Irish banks will have to expand internationally if they are to consolidate in the domestic market, the incoming chief executive of Barclays Bank, Mr Matthew Barrett, said last night.
"As scale becomes steadily more important, both a consolidation strategy and specialisation strategy necessarily imply entering international markets," said Mr Barrett, who was reared in Co Meath and spent 37 years with Bank of Montreal.
"If countries like Ireland and Canada are to retain strong domestically-based industries with significant local control, governments must accept that this can only be achieved by allowing institutions to choose strategies they believe will make them internationally competitive," he added.
Addressing the annual members' dinner of the Financial Services Industry Association in Dublin, Mr Barrett said the IT revolution was producing "explosive" change in banking worldwide and no one could foresee where the change would lead.

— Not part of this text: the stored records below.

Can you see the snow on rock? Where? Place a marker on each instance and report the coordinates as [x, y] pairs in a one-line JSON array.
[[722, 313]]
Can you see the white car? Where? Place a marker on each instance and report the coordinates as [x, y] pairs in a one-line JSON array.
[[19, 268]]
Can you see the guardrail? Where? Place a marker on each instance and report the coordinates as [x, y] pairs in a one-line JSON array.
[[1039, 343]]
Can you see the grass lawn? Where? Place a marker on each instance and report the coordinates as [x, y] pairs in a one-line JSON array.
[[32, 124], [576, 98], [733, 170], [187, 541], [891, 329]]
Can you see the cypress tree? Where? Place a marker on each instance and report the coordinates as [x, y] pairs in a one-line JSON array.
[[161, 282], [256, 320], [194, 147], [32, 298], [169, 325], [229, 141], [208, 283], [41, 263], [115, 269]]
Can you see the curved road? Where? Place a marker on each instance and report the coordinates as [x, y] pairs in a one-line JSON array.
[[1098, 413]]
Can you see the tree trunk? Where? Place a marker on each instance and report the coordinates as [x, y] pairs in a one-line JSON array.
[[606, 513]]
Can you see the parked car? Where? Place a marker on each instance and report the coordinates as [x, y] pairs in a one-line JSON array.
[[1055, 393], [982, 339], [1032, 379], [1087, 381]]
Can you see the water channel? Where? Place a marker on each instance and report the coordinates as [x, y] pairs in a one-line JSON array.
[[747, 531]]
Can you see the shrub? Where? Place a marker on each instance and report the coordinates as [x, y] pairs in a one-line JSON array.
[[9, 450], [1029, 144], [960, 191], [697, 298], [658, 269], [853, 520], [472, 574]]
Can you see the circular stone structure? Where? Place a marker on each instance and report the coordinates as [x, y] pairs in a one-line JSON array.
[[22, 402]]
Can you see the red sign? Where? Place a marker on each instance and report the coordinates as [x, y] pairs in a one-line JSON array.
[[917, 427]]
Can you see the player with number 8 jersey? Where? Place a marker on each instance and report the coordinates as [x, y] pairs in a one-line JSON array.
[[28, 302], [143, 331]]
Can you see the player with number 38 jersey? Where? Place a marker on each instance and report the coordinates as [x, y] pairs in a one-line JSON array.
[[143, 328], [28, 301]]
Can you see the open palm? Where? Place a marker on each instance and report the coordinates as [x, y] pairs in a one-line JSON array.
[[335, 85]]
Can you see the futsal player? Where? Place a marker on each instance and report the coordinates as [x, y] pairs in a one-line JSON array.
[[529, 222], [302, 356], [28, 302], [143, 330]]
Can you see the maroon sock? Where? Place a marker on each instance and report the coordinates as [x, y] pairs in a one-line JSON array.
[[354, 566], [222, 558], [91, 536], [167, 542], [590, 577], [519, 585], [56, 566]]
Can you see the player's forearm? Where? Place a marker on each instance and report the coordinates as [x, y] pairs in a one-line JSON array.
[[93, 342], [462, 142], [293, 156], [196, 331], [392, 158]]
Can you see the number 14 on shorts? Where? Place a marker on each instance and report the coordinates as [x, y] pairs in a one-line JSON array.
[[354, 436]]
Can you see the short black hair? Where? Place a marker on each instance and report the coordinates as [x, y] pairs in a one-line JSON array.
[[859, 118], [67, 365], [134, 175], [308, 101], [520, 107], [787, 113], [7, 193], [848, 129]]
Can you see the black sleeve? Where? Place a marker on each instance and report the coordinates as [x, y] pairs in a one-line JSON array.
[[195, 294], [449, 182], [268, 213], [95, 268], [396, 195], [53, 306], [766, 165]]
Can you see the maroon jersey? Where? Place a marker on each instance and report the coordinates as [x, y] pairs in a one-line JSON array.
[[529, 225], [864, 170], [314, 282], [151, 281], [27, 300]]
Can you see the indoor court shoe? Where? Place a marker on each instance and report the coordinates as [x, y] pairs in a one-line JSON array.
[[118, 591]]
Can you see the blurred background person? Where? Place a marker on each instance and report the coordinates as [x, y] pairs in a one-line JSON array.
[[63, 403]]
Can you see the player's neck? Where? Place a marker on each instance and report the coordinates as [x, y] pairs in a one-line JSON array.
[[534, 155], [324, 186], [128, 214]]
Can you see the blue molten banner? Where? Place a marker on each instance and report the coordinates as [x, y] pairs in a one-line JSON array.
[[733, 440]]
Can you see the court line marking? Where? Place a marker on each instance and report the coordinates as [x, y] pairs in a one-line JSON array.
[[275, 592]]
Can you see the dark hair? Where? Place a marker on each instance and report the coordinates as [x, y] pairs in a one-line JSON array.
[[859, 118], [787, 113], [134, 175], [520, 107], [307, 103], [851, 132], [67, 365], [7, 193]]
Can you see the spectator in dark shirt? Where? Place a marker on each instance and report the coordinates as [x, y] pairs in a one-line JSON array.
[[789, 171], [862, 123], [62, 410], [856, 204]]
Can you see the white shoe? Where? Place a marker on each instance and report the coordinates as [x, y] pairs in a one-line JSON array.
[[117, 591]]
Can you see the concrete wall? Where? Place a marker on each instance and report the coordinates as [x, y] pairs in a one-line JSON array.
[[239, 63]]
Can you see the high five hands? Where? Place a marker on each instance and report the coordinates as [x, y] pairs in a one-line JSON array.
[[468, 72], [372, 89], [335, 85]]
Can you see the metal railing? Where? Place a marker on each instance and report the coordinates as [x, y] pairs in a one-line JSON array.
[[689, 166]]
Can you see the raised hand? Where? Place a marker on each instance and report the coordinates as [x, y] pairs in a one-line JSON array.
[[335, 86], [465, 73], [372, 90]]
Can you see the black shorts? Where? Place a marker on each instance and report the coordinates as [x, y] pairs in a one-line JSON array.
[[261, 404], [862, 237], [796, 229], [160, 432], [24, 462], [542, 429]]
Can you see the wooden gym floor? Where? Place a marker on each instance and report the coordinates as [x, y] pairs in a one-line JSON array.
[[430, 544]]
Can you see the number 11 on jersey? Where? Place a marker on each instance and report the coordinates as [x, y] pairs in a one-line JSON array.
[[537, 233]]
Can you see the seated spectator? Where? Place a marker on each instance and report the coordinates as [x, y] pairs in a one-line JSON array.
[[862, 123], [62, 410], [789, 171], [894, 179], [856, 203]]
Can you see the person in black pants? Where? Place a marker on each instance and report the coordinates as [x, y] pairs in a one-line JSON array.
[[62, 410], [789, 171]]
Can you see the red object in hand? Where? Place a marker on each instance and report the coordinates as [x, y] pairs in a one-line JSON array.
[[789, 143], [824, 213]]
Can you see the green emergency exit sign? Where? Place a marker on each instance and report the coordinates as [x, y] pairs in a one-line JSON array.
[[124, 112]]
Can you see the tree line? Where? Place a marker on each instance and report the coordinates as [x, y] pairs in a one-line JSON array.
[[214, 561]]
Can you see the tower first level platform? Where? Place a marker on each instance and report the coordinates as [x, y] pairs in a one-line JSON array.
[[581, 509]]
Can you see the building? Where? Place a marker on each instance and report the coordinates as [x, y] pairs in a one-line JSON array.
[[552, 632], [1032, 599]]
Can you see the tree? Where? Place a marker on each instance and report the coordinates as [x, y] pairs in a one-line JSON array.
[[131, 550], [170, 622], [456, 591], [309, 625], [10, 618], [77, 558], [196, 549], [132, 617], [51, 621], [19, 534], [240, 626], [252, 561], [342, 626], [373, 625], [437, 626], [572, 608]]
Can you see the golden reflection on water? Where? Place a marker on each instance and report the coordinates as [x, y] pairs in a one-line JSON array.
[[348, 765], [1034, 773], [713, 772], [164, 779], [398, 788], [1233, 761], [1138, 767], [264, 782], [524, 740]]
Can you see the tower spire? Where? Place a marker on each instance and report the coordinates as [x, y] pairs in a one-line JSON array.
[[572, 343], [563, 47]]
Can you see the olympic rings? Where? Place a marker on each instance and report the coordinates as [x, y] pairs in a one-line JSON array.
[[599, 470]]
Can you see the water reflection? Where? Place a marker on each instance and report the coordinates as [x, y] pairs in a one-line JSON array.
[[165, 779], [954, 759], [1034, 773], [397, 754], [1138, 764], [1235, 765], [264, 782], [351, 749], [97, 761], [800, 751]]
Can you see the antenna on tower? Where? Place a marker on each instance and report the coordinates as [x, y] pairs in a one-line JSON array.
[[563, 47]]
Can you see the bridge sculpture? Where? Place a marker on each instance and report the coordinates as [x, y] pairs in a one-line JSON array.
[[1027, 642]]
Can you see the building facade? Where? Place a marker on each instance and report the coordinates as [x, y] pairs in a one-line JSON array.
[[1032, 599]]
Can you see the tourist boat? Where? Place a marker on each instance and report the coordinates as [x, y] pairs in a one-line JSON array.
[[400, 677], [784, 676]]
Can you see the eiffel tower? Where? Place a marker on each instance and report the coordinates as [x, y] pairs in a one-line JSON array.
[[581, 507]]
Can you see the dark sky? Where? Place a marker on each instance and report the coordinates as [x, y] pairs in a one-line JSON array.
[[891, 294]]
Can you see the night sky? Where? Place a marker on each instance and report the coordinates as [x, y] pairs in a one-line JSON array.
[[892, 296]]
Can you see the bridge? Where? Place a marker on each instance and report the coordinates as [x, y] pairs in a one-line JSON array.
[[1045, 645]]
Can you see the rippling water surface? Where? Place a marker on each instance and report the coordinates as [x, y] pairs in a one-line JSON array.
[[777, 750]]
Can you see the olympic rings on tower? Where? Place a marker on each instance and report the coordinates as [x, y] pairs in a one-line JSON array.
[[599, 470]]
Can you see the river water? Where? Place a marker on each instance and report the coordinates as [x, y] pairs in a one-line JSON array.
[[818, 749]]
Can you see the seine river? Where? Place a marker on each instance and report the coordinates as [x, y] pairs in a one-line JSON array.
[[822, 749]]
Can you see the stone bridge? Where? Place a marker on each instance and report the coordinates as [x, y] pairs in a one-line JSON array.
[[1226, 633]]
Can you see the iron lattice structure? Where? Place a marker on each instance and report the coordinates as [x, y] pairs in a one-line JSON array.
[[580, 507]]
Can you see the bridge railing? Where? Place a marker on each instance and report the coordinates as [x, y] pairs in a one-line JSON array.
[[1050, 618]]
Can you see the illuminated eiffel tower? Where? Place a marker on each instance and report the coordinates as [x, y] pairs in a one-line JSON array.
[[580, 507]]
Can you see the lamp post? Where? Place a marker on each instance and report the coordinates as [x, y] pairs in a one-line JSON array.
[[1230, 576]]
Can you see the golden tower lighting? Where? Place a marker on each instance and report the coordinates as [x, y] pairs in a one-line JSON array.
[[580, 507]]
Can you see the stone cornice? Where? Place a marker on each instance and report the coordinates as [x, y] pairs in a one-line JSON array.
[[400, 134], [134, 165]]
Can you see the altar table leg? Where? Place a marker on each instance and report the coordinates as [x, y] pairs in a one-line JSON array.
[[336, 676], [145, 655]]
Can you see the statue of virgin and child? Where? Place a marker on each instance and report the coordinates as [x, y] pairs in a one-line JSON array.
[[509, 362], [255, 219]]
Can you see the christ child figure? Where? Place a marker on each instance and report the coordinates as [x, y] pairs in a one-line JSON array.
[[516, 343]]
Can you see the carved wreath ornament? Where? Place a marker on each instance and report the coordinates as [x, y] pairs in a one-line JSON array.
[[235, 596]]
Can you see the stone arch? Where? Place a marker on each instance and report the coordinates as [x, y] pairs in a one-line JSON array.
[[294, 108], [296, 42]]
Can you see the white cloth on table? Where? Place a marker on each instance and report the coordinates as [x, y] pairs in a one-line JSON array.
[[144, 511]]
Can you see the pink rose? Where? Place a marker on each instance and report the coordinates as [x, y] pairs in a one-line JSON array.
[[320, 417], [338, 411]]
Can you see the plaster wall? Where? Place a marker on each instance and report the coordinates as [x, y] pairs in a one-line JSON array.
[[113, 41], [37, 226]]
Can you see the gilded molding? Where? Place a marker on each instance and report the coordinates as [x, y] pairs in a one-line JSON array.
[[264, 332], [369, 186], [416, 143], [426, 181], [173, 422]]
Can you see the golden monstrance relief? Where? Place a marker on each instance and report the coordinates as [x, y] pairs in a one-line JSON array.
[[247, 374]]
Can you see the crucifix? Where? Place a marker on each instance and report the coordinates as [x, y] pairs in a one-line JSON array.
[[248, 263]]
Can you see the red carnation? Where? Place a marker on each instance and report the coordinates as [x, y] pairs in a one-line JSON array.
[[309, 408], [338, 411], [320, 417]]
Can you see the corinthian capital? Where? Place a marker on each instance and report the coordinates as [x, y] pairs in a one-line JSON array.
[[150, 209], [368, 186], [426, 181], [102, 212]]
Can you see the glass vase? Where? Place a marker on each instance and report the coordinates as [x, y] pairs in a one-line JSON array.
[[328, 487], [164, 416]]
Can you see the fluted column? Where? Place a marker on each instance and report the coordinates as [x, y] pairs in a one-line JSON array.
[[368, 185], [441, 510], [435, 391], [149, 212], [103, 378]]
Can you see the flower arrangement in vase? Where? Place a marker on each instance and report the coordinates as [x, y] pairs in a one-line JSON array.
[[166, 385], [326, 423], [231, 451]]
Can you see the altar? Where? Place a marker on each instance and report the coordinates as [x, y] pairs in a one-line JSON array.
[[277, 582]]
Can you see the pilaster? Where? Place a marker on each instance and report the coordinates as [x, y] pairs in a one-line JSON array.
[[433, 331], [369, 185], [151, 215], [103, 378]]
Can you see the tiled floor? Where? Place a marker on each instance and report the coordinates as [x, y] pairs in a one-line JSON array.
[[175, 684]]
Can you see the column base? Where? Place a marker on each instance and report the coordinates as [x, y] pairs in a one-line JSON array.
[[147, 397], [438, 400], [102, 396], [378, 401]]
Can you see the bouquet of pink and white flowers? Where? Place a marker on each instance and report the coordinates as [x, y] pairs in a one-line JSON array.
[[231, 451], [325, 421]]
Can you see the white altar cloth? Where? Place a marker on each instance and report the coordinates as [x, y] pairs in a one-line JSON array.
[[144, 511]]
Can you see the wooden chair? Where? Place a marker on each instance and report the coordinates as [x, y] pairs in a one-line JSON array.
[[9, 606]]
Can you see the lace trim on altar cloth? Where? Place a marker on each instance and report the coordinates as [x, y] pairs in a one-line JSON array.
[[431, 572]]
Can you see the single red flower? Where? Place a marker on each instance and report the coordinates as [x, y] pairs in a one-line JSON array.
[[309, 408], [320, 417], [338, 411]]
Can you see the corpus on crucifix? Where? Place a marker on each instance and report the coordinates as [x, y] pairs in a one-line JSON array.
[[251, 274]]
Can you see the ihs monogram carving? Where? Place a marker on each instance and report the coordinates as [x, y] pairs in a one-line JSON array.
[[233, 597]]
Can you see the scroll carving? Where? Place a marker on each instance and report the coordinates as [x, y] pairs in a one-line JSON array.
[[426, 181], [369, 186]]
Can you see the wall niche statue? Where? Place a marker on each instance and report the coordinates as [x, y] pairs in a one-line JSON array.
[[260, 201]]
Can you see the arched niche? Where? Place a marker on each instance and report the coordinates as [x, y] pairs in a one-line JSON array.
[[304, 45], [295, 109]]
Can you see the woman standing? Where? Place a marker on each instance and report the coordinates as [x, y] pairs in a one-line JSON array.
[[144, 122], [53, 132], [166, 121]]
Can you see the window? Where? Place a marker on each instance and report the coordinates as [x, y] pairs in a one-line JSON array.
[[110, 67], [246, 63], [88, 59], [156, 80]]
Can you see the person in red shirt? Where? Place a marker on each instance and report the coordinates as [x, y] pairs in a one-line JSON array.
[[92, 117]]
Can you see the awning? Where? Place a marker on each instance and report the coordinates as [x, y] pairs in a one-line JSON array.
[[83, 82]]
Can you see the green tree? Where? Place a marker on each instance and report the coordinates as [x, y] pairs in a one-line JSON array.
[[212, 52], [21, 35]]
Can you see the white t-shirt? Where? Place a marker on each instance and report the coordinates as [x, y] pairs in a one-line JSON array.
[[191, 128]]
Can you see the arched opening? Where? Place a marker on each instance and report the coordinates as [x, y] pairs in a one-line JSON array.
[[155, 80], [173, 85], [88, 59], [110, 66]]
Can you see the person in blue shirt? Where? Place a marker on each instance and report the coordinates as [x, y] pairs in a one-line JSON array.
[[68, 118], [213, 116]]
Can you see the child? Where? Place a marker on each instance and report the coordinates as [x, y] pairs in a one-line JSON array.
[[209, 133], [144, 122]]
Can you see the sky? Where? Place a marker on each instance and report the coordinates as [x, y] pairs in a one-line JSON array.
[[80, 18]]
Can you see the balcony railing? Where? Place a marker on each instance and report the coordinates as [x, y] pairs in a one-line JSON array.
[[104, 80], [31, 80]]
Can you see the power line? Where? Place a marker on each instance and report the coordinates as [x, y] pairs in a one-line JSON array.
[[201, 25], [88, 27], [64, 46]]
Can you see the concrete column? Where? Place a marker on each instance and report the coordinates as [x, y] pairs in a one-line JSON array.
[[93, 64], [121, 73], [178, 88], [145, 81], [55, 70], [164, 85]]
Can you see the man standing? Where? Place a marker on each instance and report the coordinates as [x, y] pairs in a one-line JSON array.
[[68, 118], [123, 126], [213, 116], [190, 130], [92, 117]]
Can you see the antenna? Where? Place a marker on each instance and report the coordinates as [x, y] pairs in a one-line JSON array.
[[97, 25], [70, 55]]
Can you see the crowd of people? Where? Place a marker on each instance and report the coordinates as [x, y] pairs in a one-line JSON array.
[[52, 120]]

The development of critical economies of scale and the fact that financial services were becoming commodities as opposed to relationship products were crucial challenges, which were being met by mergers and specialisation.
"Globalisation makes the need for scale even more imperative, and reinforces the trend to treat financial services as commodities," Mr Barrett said. IT development meant that bankers "can also analyse their information with far more depth and precision".
"Down in the trenches, these imperatives mean two things: intense competition, which not all banks will survive, and, perhaps even more, immense costs which not all banks can afford," he said.